The hope of the virtuous for a joyful afterlife was fulfilled.
Catechism
§ 631 Jesus descended into the lower parts of the earth. He who descended is he who also ascended far above all the heavens. The Apostles’ Creed confesses in the same article Christ’s descent into hell and his Resurrection from the dead on the third day, because in his Passover it was precisely out of the depths of death that he made life spring forth:
Christ, that Morning Star, who came back from the dead, and shed his peaceful light on all mankind, your Son who lives and reigns for ever and ever. Amen.
§ 632 The frequent New Testament affirmations that Jesus was “raised from the dead” presuppose that the crucified one sojourned in the realm of the dead prior to his resurrection. This was the first meaning given in the apostolic preaching to Christ’s descent into hell: that Jesus, like all men, experienced death and in his soul joined the others in the realm of the dead. But he descended there as Savior, proclaiming the Good News to the spirits imprisoned there.

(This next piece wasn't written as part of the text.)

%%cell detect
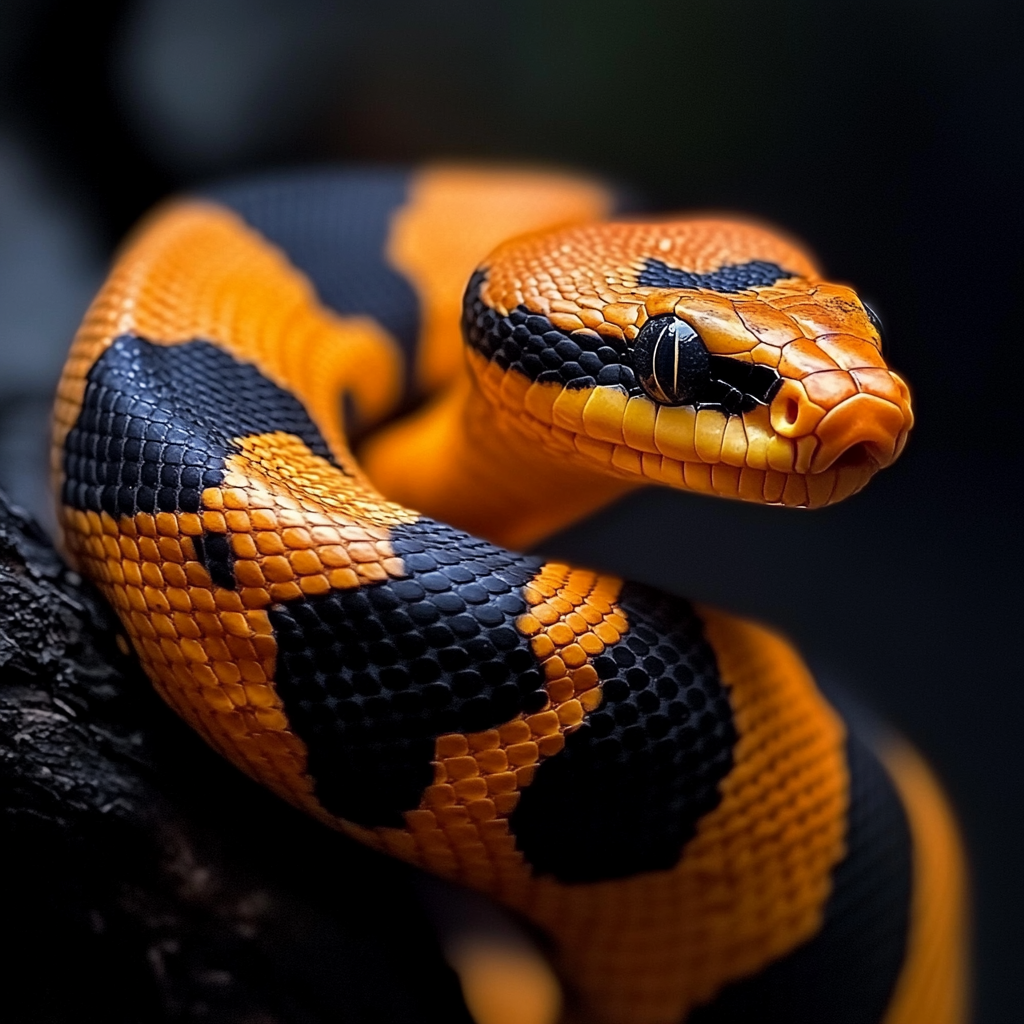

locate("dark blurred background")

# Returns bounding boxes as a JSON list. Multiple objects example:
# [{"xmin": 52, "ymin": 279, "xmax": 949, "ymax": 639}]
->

§ 633 Scripture calls the abode of the dead, to which the dead Christ went down, “hell” – Sheol in Hebrew or Hades in Greek – because those who are there are deprived of the vision of God. Such is the case for all the dead, whether evil or righteous, while they await the Redeemer: which does not mean that their lot is identical, as Jesus shows through the parable of the poor man Lazarus who was received into Abraham’s bosom. It is precisely these holy souls, who awaited their Savior in Abraham’s bosom, whom Christ the Lord delivered when he descended into hell. Jesus did not descend into hell to deliver the damned, nor to destroy the hell of damnation, but to free the just who had gone before him.

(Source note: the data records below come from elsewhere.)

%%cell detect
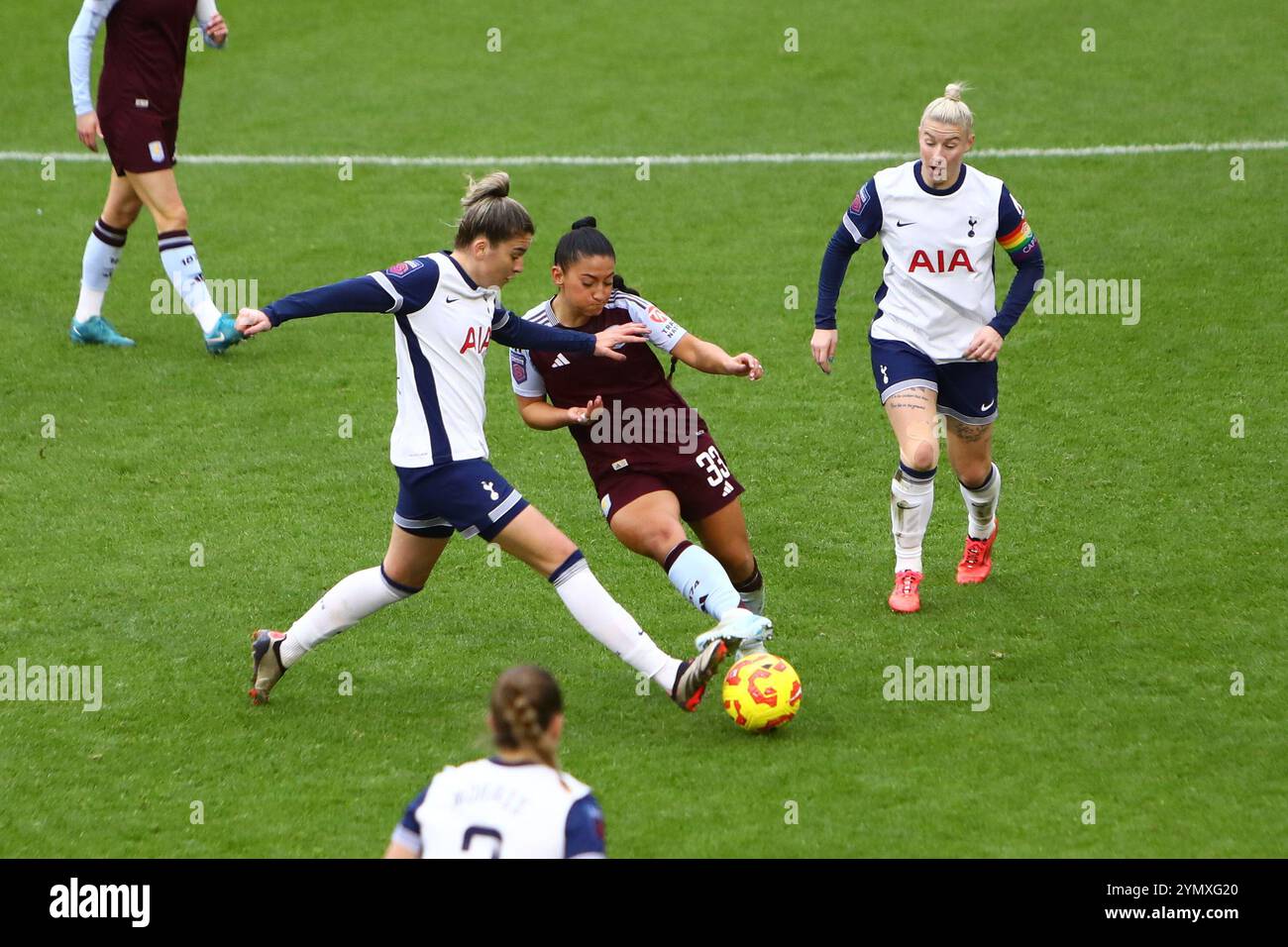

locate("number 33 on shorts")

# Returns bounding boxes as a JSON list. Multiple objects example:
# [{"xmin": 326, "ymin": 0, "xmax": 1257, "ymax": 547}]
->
[{"xmin": 695, "ymin": 447, "xmax": 729, "ymax": 487}]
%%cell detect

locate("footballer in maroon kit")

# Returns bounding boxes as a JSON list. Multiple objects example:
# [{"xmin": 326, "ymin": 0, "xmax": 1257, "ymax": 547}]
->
[
  {"xmin": 67, "ymin": 0, "xmax": 242, "ymax": 355},
  {"xmin": 510, "ymin": 218, "xmax": 773, "ymax": 651}
]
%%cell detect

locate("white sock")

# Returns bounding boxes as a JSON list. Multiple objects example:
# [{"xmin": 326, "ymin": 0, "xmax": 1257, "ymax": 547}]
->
[
  {"xmin": 550, "ymin": 549, "xmax": 680, "ymax": 691},
  {"xmin": 74, "ymin": 219, "xmax": 125, "ymax": 322},
  {"xmin": 662, "ymin": 540, "xmax": 742, "ymax": 621},
  {"xmin": 890, "ymin": 463, "xmax": 935, "ymax": 573},
  {"xmin": 282, "ymin": 566, "xmax": 416, "ymax": 668},
  {"xmin": 958, "ymin": 464, "xmax": 1002, "ymax": 540},
  {"xmin": 158, "ymin": 231, "xmax": 223, "ymax": 333}
]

§ 634 “The gospel was preached even to the dead.” The descent into hell brings the Gospel message of salvation to complete fulfilment. This is the last phase of Jesus’ messianic mission, a phase which is condensed in time but vast in its real significance: the spread of Christ’s redemptive work to all men of all times and all places, for all who are saved have been made sharers in the redemption.

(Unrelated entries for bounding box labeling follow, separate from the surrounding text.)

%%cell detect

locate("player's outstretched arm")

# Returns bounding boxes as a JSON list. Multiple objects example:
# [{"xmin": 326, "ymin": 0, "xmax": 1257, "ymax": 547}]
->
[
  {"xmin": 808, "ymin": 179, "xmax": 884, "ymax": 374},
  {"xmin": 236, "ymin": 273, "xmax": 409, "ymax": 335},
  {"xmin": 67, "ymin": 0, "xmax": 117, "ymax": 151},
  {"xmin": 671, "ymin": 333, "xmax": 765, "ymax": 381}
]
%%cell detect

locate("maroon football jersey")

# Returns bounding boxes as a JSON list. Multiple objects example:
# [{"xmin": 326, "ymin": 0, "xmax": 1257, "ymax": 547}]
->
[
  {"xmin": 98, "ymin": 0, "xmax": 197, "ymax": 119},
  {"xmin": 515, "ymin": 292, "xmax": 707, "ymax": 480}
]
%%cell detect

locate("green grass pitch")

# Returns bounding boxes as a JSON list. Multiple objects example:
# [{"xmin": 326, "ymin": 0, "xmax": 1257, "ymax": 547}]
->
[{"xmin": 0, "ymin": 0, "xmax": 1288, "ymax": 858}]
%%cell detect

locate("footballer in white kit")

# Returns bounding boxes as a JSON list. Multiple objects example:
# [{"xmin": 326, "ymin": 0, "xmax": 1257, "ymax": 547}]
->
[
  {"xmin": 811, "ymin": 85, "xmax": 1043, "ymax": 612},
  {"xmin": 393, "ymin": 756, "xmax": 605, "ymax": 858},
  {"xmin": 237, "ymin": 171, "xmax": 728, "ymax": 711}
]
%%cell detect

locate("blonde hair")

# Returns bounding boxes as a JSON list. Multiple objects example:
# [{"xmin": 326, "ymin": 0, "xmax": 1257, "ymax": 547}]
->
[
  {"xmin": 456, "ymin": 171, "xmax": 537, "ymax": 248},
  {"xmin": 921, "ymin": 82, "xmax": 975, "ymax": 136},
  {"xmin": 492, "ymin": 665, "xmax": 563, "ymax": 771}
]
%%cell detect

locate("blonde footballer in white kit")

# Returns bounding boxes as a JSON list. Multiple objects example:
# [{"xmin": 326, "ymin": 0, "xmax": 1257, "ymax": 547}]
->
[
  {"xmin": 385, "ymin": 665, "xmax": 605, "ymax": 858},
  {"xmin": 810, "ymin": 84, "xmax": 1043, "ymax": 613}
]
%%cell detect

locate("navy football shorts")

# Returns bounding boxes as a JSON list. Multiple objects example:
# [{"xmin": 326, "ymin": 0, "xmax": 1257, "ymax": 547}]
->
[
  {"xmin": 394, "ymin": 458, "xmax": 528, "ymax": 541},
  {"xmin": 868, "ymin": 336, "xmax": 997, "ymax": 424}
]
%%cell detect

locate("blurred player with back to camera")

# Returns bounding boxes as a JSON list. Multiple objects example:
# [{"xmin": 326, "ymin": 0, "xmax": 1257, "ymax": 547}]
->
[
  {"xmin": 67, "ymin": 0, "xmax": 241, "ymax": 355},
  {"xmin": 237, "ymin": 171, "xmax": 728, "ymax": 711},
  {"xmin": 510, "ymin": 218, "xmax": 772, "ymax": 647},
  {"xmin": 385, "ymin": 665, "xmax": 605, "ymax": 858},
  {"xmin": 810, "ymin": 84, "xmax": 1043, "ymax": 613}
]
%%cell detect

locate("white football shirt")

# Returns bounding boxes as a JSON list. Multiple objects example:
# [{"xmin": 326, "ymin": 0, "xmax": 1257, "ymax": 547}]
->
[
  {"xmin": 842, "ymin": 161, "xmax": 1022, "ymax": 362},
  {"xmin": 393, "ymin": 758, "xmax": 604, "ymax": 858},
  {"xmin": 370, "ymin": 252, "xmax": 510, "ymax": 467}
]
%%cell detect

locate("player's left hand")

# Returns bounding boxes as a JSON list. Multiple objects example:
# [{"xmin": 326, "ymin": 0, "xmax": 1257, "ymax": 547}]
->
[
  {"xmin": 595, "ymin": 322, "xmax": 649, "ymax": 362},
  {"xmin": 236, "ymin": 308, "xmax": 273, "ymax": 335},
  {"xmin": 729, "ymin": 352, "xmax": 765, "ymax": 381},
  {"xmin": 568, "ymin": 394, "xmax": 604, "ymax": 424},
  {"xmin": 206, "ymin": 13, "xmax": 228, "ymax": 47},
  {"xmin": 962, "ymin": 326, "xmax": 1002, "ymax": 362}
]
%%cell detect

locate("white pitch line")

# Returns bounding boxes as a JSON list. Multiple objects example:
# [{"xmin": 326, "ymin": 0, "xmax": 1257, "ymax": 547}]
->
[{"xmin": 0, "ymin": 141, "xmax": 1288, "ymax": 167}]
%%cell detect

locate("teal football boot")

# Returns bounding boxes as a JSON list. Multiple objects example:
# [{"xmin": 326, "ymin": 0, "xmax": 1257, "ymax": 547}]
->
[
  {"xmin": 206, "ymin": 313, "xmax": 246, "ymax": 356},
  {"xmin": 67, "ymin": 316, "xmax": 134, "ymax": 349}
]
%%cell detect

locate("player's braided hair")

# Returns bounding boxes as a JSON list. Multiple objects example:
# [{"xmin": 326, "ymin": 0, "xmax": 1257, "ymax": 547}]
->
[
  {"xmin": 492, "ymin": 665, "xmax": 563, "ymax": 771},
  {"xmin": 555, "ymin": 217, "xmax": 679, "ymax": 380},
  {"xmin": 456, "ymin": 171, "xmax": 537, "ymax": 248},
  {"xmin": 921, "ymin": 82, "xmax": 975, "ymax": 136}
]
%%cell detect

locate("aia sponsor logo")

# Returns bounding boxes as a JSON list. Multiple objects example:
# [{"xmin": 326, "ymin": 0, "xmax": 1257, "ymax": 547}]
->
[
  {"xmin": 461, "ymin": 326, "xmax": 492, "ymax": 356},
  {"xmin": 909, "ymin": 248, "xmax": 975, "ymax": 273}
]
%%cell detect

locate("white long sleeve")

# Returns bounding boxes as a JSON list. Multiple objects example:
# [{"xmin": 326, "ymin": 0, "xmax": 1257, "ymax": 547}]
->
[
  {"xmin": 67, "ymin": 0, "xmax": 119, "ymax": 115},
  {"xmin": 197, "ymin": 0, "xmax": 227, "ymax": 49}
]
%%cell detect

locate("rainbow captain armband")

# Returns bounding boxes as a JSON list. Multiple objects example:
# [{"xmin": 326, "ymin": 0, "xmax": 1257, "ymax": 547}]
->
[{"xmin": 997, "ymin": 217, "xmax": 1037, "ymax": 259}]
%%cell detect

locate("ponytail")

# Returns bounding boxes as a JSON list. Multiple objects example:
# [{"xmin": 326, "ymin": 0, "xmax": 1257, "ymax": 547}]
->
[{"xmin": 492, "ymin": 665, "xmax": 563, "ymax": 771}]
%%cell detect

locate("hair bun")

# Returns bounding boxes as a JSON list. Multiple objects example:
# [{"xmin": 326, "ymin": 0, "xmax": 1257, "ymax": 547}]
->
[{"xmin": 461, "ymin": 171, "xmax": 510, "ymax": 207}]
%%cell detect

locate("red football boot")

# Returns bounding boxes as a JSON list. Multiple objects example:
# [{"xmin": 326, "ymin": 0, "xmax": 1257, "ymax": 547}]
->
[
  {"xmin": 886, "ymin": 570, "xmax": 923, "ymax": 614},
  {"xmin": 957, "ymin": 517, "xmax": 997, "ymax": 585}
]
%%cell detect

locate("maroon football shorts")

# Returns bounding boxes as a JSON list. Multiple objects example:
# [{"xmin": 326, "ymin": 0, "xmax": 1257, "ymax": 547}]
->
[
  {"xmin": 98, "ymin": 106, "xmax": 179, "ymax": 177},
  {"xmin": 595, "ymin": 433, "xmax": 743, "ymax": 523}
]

§ 635 Christ went down into the depths of death so that the dead will hear the voice of the Son of God, and those who hear will live. Jesus, “The Author of life,” by dying destroyed him who has the power of death, that is, the devil, and delivered all those who through fear of death were subject to lifelong bondage. Henceforth the risen Christ holds the keys of Death and Hades, so that, “at the name of Jesus every knee should bow, in heaven and on earth and under the earth.”